Desacato a decisão da ONU sobre Lula seria “vexame internacional”, diz diplomata
Especialistas em Direito Internacional e Relações Internacionais têm reiterado a obrigação moral do Brasil acatar a decisão do Comitê de Direitos Humanos (CDH) da Organização das Nações Unidas (ONU) sobre o caso do ex-presidente Luiz Inácio Lula da Silva, candidato à Presidência da República pelo Partido dos Trabalhadores. O documento foi divulgado na última sexta-feira (17) e indica que o país deve “tomar todas as medidas necessárias para permitir que Lula desfrute e exercite seus direitos políticos da prisão”.
A solicitação ao Comitê foi realizada no dia 27 de julho pela defesa de Lula, condenado a 12 anos e um mês de prisão pelo Tribunal Regional Federal da 4ª Região (TRF4) em janeiro deste ano, e preso na sede da Polícia Federal em Curitiba, desde o dia 7 de abril.
No mesmo dia da manifestação da ONU, o Ministério das Relações Exteriores expediu uma nota na qual destaca que as conclusões do órgão tem caráter de recomendação apenas, e não possuem “efeitos juridicamente vinculantes”.
Já a defesa de Lula reitera que a decisão é mandatória e não comporta questionamento. Isso porque o Brasil é signatário, desde 2009, do chamado “Protocolo Facultativo ao Pacto Internacional sobre Direitos Civis e Políticos das Nações Unidas”, norma internacional que possui força de lei por ter sido promulgado pelo Congresso Nacional por meio do Decreto Legislativo 311, no mesmo ano.
O Pacto estabelece, logo em seu primeiro artigo, que o Comitê de Direitos Humanos da ONU tem a incumbência de receber e examinar qualquer pedido proveniente de indivíduos que se considerem vítimas de violações dos direitos civis e políticos em sua nação. Por esse motivo, a obrigação da validação das decisões do órgão é reiterada pelo diplomata e professor de Ciência Política da Universidade de São Paulo (USP), Paulo Sérgio Pinheiro.
“Há uma jurisprudência comprovadíssima no Supremo Tribunal Federal de que os tratados assinados pelo Brasil devem ser cumpridos. Não tem conversa. Não são cabíveis de discussão”, afirmou o diplomata.
Ele destaca que o impacto do não cumprimento da decisão seria um “enorme vexame para o país” nas relações internacionais.

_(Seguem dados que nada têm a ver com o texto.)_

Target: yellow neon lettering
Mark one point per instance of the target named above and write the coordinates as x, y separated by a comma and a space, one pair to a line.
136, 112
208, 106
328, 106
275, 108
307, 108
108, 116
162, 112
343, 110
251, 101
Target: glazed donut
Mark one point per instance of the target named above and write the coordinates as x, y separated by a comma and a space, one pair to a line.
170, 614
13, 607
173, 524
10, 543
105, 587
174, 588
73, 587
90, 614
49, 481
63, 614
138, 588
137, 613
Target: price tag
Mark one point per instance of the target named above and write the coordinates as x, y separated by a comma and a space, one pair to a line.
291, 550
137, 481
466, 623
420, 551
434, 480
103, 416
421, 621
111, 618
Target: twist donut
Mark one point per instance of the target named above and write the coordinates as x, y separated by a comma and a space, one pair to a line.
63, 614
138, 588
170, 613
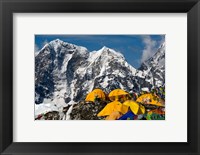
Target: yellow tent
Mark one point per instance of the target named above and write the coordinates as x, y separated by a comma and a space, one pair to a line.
136, 108
115, 94
112, 107
150, 99
96, 93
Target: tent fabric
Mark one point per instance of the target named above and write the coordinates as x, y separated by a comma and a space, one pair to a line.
96, 93
136, 108
112, 107
128, 116
114, 95
150, 99
114, 116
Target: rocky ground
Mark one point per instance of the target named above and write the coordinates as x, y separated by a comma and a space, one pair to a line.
87, 111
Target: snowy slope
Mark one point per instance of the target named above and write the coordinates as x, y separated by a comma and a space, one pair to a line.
65, 73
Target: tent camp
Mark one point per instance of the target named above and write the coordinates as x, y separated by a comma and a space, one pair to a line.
95, 94
136, 108
118, 94
150, 99
112, 107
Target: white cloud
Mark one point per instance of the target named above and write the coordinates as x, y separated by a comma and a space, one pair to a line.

“O Brasil é um país com enorme prestígio, é um país sério nas Nações Unidas, um interlocutor válido para todas as decisões. É um vexame esse governo golpista do Impeachment manchar a reputação do Brasil internacionalmente”, afirmou Pinheiro.

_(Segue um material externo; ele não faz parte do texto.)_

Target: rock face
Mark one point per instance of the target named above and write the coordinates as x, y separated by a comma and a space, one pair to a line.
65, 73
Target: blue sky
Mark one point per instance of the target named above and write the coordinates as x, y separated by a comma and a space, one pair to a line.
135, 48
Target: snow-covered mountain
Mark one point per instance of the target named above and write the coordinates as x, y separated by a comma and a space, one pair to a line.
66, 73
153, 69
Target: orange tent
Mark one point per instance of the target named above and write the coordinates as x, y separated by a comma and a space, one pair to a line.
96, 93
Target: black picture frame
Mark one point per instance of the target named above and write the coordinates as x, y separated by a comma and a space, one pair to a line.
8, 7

O cientista político Antônio Roberto Espinosa, professor do curso de Política e Relações Internacionais da Fundação Escola de Sociologia e Política de São Paulo (FESPSP) explica que a ONU não detém poder de sanção sobre os Estados que não cumprem suas determinações, mas sim uma importante força moral.

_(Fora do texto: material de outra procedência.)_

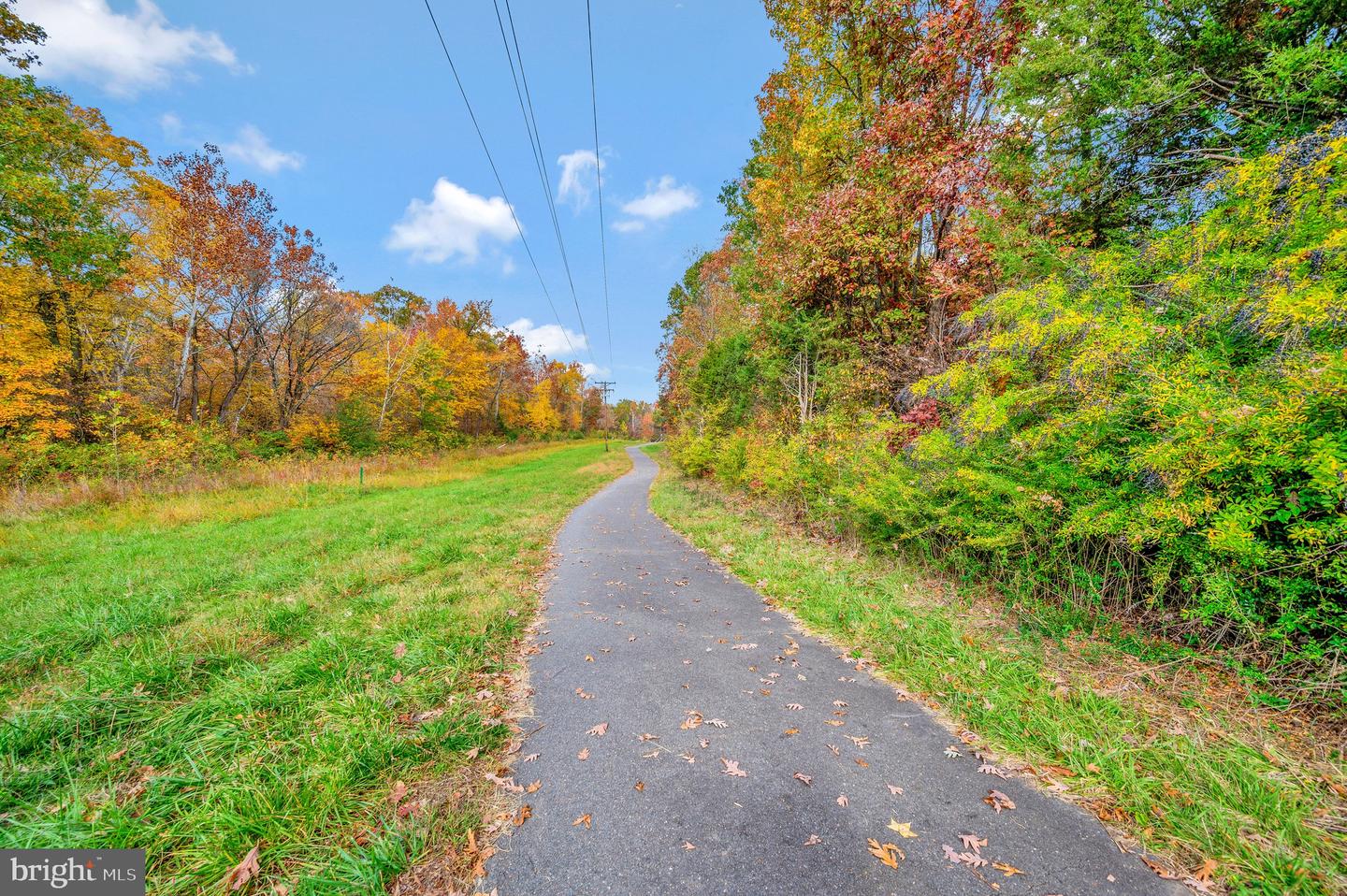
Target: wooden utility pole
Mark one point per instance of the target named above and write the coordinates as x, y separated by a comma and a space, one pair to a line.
605, 387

“Cria-se um enorme constrangimento para o país. Esse constrangimento cria uma indisposição generalizada. Claro que os Estados Unidos serão simpáticos ao atual governo golpista se ele se mantiver indiferente à condenação. Então ganha-se aliados, mas também adquire-se adversários. Vários outros governos que se pautam e levam em conta a Declaração de Direitos Humanos da ONU, que de certa maneira se contrapõem à hegemonia ilegal e imoral dos EUA, como a China, a Rússia, todo o mundo Islâmico e a maior parte da Europa Ocidental”, afirmou Espinosa.
O Ministro da Justiça Torquato Jardim chegou a considerar a decisão da ONU, na sexta-feira (17), como uma “intromissão política e ideológica indevida”. A leitura da determinação como uma quebra na soberania do país, no entanto, é negada pelo diplomata Sérgio Pinheiro.
“No campo dos direitos humanos não existe mais soberania absoluta, desde a Convenção dos Direitos Humanos. Você não pode bater em mulheres, crianças, queimar refugiados como acontece agora com os Venezuelanos.Tudo isso são limitações internacionais. Não há intromissão, o Brasil ratificou o Pacto Internacional, então ele se comprometeu a cumpri-lo”, afirmou Pinheiro.
Um abaixo assinado online pelo respeito à autoridade da Comissão de Direitos Humanos está sendo compartilhado nas redes sociais, e já reúne mais de 5 mil assinaturas.